Hold on, Libertarians, let’s get back on the same team here. In the Menendez recall case, New Jersey residents were trying to get rid of a sitting U.S. Senator by recall election, for which there is no Constitutional provision. The matter was ripe prior to the election because the election itself was the object of dispute. The New Jersey Supreme Court ruled the election itself was unconstitutional and could not be held. Libertarian Party v. Krebs disputes the constitutionality of one section of Senate Bill 69. The constitutionality of the referendum vote is not a matter of dispute. The Lib/Const lawsuit could prevail against Section 12 without stopping the referendum vote to reject the other 23 sections of this bad law.
Referring Senate Bill 69 to the ballot as Referred Law 19 has complicated the Libertarian and Constitution parties’ lawsuit against Section 12 of Senate Bill 69. So yes, in a way, I’ve offered Jackley a lifeline out of another lawsuit he would lose.
The plaintiffs should continue their lawsuit and focus on overturning the existing petition deadlines for new parties. But dismissal of the case at this point wouldn’t be all bad: the Libertarian Party, the Constitution Party, and their allies at the American Civil Liberties Union could redirect their unused lawsuit resources to helping defeat Referred Law 19, which would be a much broader victory for third parties and voting rights in South Dakota.
p.s. #1: Barring dismissal, Jackley’s assistant Ellie J. Bailey also asks the court to move the case from the Southern Division in Sioux Falls to the Central Division in Pierre, because defendants Jackley and Secretary of State Shantel Krebs are in Pierre and the contested actions all took place in Pierre. The plaintiffs point out that none of them live in Pierre: Libertarian chief Ken Santema lives here in Aberdeen, Libertarian plaintiff Bob Newland lives in Hot Springs, and Constitution Party plaintiffs Lori Stacey and Joy Howe live in Sioux Falls.
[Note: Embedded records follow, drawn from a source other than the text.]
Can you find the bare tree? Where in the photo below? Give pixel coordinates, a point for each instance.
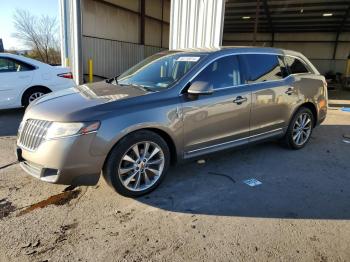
(38, 33)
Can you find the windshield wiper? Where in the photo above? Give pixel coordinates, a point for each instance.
(144, 88)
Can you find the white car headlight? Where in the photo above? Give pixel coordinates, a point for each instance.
(59, 129)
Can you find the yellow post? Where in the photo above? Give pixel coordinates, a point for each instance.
(91, 77)
(347, 72)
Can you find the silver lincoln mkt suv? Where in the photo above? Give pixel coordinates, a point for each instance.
(172, 106)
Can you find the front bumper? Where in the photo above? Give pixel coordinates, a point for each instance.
(67, 161)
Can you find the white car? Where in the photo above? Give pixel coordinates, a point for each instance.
(22, 80)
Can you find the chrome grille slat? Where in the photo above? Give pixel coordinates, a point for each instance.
(33, 133)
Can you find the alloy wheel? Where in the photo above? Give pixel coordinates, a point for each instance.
(141, 166)
(302, 129)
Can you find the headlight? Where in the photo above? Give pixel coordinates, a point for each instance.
(58, 129)
(21, 125)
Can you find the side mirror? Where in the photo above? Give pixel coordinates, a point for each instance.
(200, 88)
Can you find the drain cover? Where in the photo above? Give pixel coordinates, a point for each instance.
(252, 182)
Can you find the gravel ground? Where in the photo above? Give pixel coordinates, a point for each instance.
(204, 212)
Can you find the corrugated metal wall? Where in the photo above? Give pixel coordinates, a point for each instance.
(196, 23)
(111, 57)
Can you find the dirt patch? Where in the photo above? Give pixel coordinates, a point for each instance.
(58, 200)
(6, 208)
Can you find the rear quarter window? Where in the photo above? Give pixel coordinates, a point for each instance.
(262, 67)
(295, 65)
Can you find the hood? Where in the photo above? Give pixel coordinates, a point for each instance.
(57, 106)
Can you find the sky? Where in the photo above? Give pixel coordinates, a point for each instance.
(35, 7)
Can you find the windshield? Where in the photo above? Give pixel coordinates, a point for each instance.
(159, 71)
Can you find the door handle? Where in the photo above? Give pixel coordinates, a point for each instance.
(289, 91)
(239, 100)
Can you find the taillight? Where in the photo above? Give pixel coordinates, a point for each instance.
(68, 75)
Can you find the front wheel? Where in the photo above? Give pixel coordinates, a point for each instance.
(300, 129)
(137, 164)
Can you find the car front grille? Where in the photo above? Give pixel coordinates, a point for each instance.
(33, 133)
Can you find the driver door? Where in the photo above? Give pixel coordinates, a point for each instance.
(219, 120)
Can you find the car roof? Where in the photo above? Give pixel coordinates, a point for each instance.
(239, 49)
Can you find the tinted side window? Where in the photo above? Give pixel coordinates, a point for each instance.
(224, 72)
(262, 67)
(12, 65)
(295, 65)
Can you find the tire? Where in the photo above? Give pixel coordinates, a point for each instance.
(290, 139)
(33, 92)
(134, 179)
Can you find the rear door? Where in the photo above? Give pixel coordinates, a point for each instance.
(15, 76)
(273, 96)
(213, 122)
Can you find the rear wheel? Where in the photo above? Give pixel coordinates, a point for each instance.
(138, 164)
(32, 94)
(300, 129)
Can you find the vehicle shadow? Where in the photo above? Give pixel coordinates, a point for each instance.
(312, 183)
(9, 121)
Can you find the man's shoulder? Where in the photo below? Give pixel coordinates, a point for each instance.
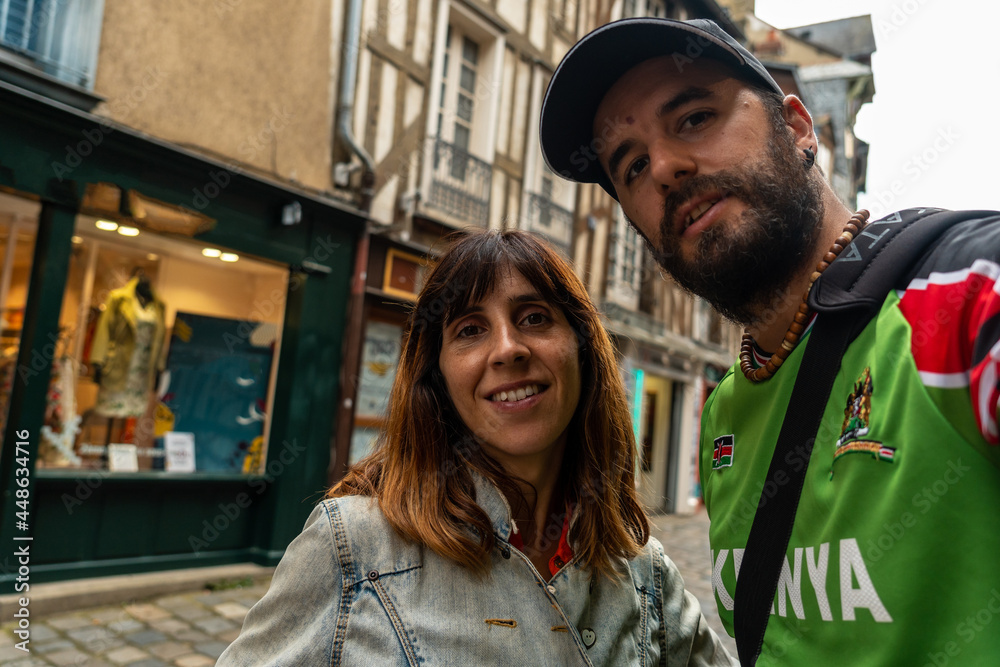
(974, 235)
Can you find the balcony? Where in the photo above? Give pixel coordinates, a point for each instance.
(550, 220)
(50, 47)
(460, 184)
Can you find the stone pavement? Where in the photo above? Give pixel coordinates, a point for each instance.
(186, 630)
(192, 629)
(685, 541)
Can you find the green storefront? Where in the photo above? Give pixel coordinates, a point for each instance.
(170, 348)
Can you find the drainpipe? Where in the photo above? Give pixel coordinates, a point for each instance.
(345, 111)
(354, 330)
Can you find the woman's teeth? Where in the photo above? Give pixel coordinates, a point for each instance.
(516, 394)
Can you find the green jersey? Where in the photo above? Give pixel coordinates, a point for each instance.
(893, 554)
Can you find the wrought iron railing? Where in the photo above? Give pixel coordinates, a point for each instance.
(550, 220)
(460, 184)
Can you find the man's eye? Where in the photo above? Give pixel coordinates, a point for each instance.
(697, 118)
(634, 169)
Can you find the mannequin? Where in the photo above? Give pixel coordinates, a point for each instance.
(127, 348)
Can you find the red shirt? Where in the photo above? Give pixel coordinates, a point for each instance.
(564, 552)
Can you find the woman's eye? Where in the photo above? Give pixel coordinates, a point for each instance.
(535, 318)
(634, 169)
(467, 331)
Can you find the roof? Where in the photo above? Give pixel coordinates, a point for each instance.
(851, 38)
(844, 69)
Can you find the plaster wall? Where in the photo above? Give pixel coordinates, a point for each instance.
(237, 79)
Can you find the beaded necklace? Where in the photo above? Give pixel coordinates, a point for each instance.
(801, 320)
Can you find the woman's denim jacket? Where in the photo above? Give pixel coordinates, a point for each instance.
(350, 591)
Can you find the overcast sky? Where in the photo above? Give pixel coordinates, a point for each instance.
(933, 125)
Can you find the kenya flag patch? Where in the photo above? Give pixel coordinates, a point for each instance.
(722, 457)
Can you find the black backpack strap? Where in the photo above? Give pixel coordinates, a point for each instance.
(848, 294)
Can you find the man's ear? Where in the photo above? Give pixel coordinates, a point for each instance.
(800, 123)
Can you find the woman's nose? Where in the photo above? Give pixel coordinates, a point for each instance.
(509, 346)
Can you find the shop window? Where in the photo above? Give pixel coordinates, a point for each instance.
(18, 225)
(380, 357)
(167, 356)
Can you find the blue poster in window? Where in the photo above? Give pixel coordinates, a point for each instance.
(219, 372)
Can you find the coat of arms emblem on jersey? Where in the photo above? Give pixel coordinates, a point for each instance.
(722, 455)
(856, 425)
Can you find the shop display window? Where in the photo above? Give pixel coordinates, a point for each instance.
(18, 227)
(380, 357)
(167, 355)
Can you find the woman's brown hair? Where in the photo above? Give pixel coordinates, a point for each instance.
(420, 469)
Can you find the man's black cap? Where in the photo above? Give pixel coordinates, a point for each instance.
(598, 60)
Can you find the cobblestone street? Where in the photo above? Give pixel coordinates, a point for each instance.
(192, 629)
(685, 541)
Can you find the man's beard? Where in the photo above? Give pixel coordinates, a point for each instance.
(744, 267)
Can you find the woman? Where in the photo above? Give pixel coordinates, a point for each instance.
(496, 522)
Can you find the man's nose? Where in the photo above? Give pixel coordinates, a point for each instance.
(670, 164)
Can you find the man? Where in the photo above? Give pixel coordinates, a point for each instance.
(892, 554)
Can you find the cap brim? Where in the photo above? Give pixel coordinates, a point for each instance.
(593, 66)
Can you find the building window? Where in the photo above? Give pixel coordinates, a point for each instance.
(18, 226)
(461, 177)
(60, 37)
(625, 253)
(662, 9)
(167, 355)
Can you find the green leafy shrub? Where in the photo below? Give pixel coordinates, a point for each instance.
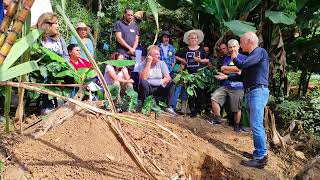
(203, 79)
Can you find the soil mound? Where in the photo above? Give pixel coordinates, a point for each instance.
(85, 148)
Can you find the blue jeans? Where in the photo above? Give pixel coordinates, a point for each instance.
(174, 100)
(256, 100)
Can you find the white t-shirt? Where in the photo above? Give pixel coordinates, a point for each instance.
(165, 50)
(156, 73)
(107, 78)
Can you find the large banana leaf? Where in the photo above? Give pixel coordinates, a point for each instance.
(226, 10)
(171, 4)
(240, 27)
(279, 17)
(119, 63)
(19, 48)
(18, 70)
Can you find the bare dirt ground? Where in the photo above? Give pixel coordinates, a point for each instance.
(85, 148)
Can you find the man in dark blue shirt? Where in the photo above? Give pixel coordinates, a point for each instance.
(127, 34)
(230, 89)
(255, 73)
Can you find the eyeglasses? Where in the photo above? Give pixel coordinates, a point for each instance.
(82, 29)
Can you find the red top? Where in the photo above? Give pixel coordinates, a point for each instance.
(82, 63)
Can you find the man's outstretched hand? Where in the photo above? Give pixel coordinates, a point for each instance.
(220, 76)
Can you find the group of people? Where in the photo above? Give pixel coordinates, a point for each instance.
(240, 75)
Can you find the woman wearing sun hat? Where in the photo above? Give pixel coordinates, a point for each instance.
(193, 56)
(82, 30)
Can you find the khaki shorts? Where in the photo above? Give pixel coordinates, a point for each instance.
(222, 94)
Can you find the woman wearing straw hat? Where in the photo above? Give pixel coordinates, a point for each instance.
(194, 58)
(82, 30)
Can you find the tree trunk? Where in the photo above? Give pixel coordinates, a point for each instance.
(306, 85)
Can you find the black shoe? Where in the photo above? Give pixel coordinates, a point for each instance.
(260, 164)
(192, 115)
(215, 119)
(247, 155)
(119, 110)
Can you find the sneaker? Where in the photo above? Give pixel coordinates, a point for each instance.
(170, 111)
(242, 129)
(236, 128)
(215, 119)
(46, 111)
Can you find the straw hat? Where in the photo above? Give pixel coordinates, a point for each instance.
(193, 31)
(81, 25)
(139, 15)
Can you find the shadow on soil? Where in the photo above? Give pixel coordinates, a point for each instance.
(106, 168)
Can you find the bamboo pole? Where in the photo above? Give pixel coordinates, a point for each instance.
(8, 92)
(24, 58)
(16, 29)
(55, 85)
(11, 11)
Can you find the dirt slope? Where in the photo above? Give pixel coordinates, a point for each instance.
(85, 148)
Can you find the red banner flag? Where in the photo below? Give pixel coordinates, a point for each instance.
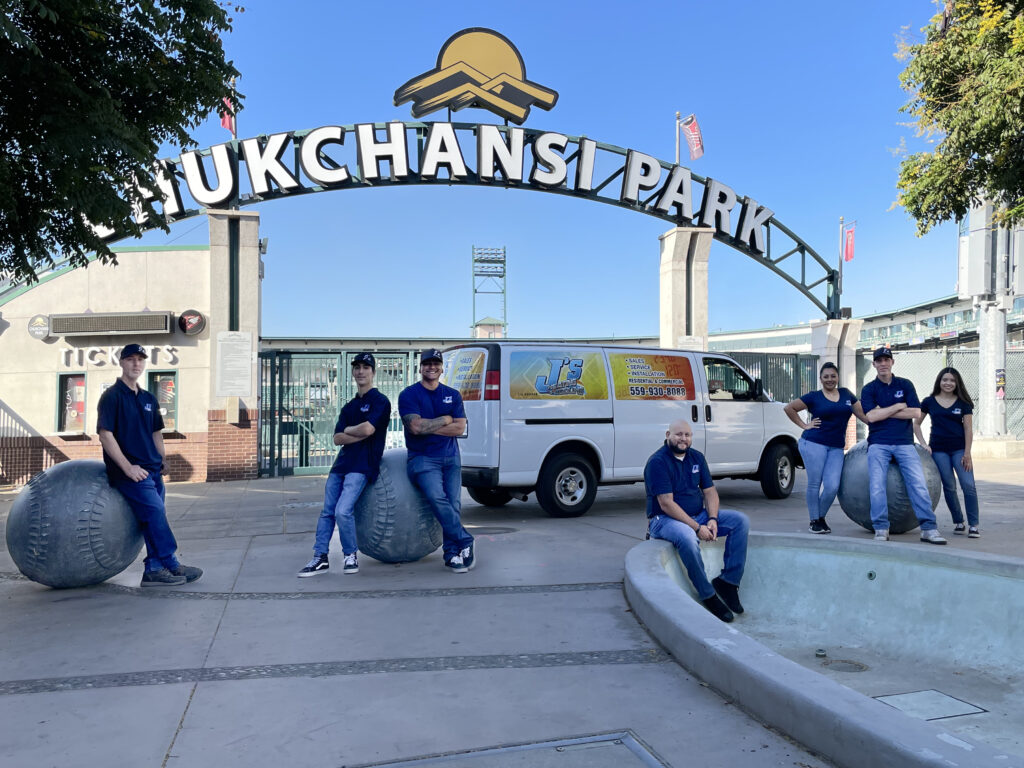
(693, 137)
(227, 117)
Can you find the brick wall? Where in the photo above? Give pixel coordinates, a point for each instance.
(232, 450)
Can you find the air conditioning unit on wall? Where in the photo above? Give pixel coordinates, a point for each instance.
(111, 324)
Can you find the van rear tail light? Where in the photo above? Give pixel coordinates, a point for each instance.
(492, 385)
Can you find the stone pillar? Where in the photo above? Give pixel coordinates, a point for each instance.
(232, 450)
(836, 341)
(684, 287)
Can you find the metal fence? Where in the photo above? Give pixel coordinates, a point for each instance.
(785, 377)
(301, 395)
(921, 367)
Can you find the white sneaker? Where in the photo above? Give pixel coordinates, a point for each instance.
(932, 537)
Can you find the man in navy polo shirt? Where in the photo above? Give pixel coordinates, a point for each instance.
(129, 427)
(434, 416)
(682, 508)
(361, 432)
(890, 406)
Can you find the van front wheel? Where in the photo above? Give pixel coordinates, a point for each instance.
(489, 497)
(566, 486)
(778, 472)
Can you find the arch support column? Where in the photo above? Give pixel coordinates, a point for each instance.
(683, 321)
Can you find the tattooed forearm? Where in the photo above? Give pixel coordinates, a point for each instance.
(418, 425)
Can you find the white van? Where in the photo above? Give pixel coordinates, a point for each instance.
(561, 419)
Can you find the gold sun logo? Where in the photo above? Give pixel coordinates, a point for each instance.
(476, 68)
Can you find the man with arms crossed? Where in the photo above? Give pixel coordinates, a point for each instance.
(682, 508)
(361, 432)
(434, 416)
(129, 427)
(890, 406)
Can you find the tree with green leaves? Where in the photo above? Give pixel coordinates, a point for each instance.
(89, 90)
(967, 85)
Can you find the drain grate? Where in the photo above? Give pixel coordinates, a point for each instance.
(621, 750)
(931, 705)
(845, 665)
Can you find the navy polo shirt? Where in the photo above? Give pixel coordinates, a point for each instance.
(834, 416)
(364, 457)
(947, 424)
(685, 478)
(131, 418)
(430, 404)
(889, 431)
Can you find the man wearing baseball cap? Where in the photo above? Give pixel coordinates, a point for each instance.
(361, 432)
(891, 404)
(129, 427)
(433, 416)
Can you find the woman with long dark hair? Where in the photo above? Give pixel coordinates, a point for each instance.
(823, 439)
(951, 409)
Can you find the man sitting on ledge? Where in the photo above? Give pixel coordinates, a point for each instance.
(682, 508)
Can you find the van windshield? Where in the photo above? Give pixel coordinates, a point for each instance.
(464, 371)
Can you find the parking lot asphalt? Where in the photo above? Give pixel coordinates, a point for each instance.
(250, 666)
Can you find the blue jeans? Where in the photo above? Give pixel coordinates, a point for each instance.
(146, 501)
(340, 496)
(733, 525)
(879, 458)
(947, 464)
(440, 481)
(824, 469)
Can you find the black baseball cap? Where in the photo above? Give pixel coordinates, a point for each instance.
(131, 349)
(367, 358)
(431, 354)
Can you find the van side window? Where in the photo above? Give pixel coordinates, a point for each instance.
(726, 381)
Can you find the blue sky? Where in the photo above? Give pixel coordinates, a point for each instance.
(798, 101)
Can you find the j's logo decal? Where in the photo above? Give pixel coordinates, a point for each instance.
(563, 378)
(476, 68)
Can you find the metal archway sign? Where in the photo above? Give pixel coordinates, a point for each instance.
(244, 172)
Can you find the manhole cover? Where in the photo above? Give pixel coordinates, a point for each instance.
(622, 750)
(844, 665)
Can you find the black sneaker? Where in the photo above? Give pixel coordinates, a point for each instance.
(456, 565)
(819, 526)
(318, 564)
(729, 594)
(190, 572)
(162, 578)
(468, 556)
(716, 606)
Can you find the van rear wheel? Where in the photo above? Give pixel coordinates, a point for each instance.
(566, 485)
(778, 472)
(489, 497)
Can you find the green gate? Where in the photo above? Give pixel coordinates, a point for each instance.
(301, 395)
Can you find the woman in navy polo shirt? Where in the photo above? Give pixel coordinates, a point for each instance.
(951, 411)
(823, 439)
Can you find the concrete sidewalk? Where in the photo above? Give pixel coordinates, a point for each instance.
(251, 666)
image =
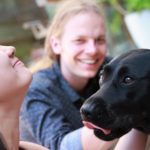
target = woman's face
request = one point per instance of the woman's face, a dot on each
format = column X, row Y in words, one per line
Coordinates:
column 82, row 48
column 14, row 76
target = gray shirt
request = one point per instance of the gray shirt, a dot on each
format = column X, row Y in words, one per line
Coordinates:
column 50, row 112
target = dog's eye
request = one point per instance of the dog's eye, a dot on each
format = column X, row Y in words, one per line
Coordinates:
column 128, row 80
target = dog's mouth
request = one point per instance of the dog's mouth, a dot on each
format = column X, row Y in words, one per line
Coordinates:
column 93, row 126
column 106, row 134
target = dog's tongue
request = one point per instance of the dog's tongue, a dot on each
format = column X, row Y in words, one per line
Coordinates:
column 93, row 126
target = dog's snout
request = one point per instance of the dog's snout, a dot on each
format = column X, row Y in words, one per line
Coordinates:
column 85, row 113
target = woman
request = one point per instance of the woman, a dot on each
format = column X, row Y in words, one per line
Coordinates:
column 14, row 81
column 76, row 41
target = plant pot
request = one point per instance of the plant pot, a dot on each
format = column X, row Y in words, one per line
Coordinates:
column 138, row 25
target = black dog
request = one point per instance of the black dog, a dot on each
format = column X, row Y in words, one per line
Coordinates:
column 123, row 100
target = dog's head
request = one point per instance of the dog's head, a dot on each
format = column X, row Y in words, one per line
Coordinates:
column 123, row 100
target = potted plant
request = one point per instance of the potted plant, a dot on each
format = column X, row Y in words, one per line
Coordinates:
column 136, row 15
I say go ahead, change venue… to Aberdeen, so I can live-blog the trial!
p.s. #2: In her July 8 affidavit supporting the state’s motion to dismiss, Secretary Krebs notes that “As of today’s date, no challenge to the validation of the SB 69 petition has been filed with the Secretary of State’s office.” Any challengers have through July 29 to submit such a challenge, and a challenge may be tempting, given that the SB 69 petition passed muster with just 308 signatures to spare (a 2.2% cushion above the 13,871-signature minimum). But a challenge would undermine the state’s motion to dismiss the Lib/Const lawsuit. So we must wonder: in the big happy GOP family, have SOS Krebs and AG Jackley put out the word to their Republican brothers and sisters to leave the SB 69 petition unchallenged so the state can defuse the Lib/Const lawsuit? Or, seeing that the plaintiffs are shifting their argument to challenge the pre-SB 69 deadline, will the Republicans who wanted SB 69 to further solidify their power fire away with a petition challenge? We’ll find out within six days!